Sophos UTM Reverse Proxy Connections per Second

The Sophos UTM is a "next generation" firewall (ie, does more than just packet filtering), based on Linux. It is deployed as a physical or virtual appliance with a wide range of licensed features.

Among the licensable features is "Webserver Protection", via application level proxying. It is implemented by associating a "virtual webserver" (front end) with one or more backend ("real") webservers -- and depending on how it is configured, can optionally do load balancing, SSL termination, and "Web Application Firewalling". (All the configuration is under "Webserver Protection" -> "Web Application Firewall", but if there is no firewall profile associated then no meaningful "application firewalling" will take place -- without that firewall it is basically a reverse proxy load balancer.)

Recently a client was experiencing a performance problem with websites hosted behind the "Webserver Protection" of a Sophos UTM. At times (busier periods of site usage, we think) the time to answer various requests would be 10-12 seconds -- while requests to the backend webserver directly would be answered in fractions of a second. This remained even when they set it to "no firewall profile" (ie, just the reverse proxy). So I took a look under the hood.

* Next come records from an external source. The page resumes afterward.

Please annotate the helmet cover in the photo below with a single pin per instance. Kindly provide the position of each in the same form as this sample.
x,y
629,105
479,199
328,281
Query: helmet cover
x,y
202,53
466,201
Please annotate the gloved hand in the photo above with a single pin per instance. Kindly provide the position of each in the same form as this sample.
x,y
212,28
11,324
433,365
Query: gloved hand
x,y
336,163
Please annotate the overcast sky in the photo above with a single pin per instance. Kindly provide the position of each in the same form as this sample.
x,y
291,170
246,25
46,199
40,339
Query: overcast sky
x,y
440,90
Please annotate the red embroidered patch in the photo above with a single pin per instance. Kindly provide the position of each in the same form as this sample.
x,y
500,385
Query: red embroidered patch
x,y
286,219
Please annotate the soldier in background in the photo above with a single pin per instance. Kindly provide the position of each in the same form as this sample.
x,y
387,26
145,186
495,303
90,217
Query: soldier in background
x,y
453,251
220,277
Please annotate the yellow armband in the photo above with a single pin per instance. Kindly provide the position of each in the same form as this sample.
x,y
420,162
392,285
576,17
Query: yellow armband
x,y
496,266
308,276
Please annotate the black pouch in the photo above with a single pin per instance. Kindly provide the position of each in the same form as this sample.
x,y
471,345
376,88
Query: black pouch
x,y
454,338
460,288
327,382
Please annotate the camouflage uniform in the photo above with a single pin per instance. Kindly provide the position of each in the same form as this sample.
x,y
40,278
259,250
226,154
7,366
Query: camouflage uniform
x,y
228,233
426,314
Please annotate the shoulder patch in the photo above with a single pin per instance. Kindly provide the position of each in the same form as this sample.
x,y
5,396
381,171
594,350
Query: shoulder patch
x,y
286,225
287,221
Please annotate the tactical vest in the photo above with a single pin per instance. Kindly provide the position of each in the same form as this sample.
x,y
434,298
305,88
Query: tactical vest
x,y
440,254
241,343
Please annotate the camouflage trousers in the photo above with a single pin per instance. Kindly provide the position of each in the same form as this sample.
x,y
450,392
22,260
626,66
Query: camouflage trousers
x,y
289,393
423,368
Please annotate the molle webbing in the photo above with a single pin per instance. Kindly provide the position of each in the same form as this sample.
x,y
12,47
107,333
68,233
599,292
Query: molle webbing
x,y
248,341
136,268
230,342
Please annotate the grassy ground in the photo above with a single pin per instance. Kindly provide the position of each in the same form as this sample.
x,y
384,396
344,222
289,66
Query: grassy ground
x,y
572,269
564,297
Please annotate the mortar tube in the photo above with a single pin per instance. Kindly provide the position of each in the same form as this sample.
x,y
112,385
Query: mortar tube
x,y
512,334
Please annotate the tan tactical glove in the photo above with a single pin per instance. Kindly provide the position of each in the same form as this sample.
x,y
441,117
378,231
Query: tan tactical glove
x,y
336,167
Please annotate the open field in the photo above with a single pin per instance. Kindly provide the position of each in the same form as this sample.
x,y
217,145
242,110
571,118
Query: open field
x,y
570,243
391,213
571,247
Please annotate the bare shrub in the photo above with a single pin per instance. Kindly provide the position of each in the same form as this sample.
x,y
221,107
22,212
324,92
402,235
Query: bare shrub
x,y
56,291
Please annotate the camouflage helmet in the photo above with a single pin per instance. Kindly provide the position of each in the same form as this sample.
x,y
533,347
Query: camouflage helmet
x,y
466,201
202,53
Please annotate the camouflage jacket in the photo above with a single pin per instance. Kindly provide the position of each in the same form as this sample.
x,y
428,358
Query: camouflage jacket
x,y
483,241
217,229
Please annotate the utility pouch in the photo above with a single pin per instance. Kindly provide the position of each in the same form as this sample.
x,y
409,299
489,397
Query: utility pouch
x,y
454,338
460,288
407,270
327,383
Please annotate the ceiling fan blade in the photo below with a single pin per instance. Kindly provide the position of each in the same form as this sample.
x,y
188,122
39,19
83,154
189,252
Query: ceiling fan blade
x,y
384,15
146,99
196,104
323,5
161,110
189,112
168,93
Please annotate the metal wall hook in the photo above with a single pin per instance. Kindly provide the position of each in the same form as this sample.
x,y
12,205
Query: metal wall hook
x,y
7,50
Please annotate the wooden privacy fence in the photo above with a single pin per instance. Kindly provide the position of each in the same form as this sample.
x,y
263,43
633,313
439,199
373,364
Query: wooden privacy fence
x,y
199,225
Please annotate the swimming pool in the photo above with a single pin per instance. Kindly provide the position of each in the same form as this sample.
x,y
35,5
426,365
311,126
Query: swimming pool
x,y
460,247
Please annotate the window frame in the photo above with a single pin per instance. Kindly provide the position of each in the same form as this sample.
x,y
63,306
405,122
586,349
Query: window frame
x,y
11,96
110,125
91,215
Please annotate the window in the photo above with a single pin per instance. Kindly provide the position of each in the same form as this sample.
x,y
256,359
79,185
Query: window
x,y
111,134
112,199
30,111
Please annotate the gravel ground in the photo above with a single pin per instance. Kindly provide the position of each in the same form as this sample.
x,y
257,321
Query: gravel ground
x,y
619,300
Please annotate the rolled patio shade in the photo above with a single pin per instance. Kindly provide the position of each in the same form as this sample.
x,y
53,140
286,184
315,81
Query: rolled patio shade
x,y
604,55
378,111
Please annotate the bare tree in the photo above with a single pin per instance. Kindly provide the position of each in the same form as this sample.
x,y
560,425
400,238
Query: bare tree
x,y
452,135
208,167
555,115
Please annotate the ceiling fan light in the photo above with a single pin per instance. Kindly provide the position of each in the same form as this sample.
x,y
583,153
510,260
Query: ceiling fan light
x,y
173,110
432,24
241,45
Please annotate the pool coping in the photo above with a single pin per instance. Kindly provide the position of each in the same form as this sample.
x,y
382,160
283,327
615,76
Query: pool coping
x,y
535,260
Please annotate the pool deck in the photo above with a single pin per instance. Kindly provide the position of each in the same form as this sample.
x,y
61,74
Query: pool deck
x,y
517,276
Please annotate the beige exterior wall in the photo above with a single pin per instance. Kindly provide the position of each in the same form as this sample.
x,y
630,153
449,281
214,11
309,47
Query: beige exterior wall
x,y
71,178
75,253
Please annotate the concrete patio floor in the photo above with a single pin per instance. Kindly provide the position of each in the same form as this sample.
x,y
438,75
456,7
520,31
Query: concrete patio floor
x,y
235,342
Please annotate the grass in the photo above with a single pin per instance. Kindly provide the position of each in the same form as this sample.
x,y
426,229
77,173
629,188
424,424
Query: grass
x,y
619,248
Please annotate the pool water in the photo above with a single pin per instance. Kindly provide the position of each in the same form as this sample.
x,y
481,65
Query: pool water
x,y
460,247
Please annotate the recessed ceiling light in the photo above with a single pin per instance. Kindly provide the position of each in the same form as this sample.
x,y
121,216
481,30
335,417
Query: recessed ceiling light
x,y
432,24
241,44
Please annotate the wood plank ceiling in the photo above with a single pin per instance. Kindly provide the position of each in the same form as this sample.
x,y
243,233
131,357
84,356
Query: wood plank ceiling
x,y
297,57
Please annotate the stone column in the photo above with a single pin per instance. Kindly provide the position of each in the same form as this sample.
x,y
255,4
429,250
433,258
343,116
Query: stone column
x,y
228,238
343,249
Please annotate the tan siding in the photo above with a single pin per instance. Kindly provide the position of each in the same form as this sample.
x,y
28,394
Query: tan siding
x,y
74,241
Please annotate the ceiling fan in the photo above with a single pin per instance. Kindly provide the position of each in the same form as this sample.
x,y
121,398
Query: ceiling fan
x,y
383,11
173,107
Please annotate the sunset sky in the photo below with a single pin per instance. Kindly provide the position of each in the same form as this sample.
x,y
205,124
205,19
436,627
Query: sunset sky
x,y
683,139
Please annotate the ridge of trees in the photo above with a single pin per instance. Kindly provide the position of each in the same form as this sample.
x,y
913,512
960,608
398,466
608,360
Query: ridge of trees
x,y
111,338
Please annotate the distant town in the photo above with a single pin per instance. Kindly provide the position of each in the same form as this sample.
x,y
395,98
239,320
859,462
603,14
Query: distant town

The Webserver Protection feature (at least on the Sophos UTM version 9.352) is implemented via an Apache HTTPD (2.4.10) server with the mod_proxy functionality enabled (and what seems to be mod_security for some of the "firewall" functionality). The basic reverse proxy configuration seems to be sane, and capable of doing SSL Termination if needed and/or load balancing (via configuring multiple backends -- even with a single backend a mod_proxy_balancer seems to be configured in the template).

The Apache HTTPD reverse proxy runs in a chroot under /var/storage/chroot-reverseproxy, with logging via a pipe to /var/log/reverseproxy.log. The configuration for the reverse proxy is in /var/storage/chroot-reverseproxy/usr/apache/conf, including the obvious reverseproxy.conf for the actual proxy configuration. It appears a single set of Apache HTTPD process instances is shared among all websites behind the Sophos UTM Webserver Protection -- so any scalability limitations will be seeing the aggregate load of all requests for all protected websites.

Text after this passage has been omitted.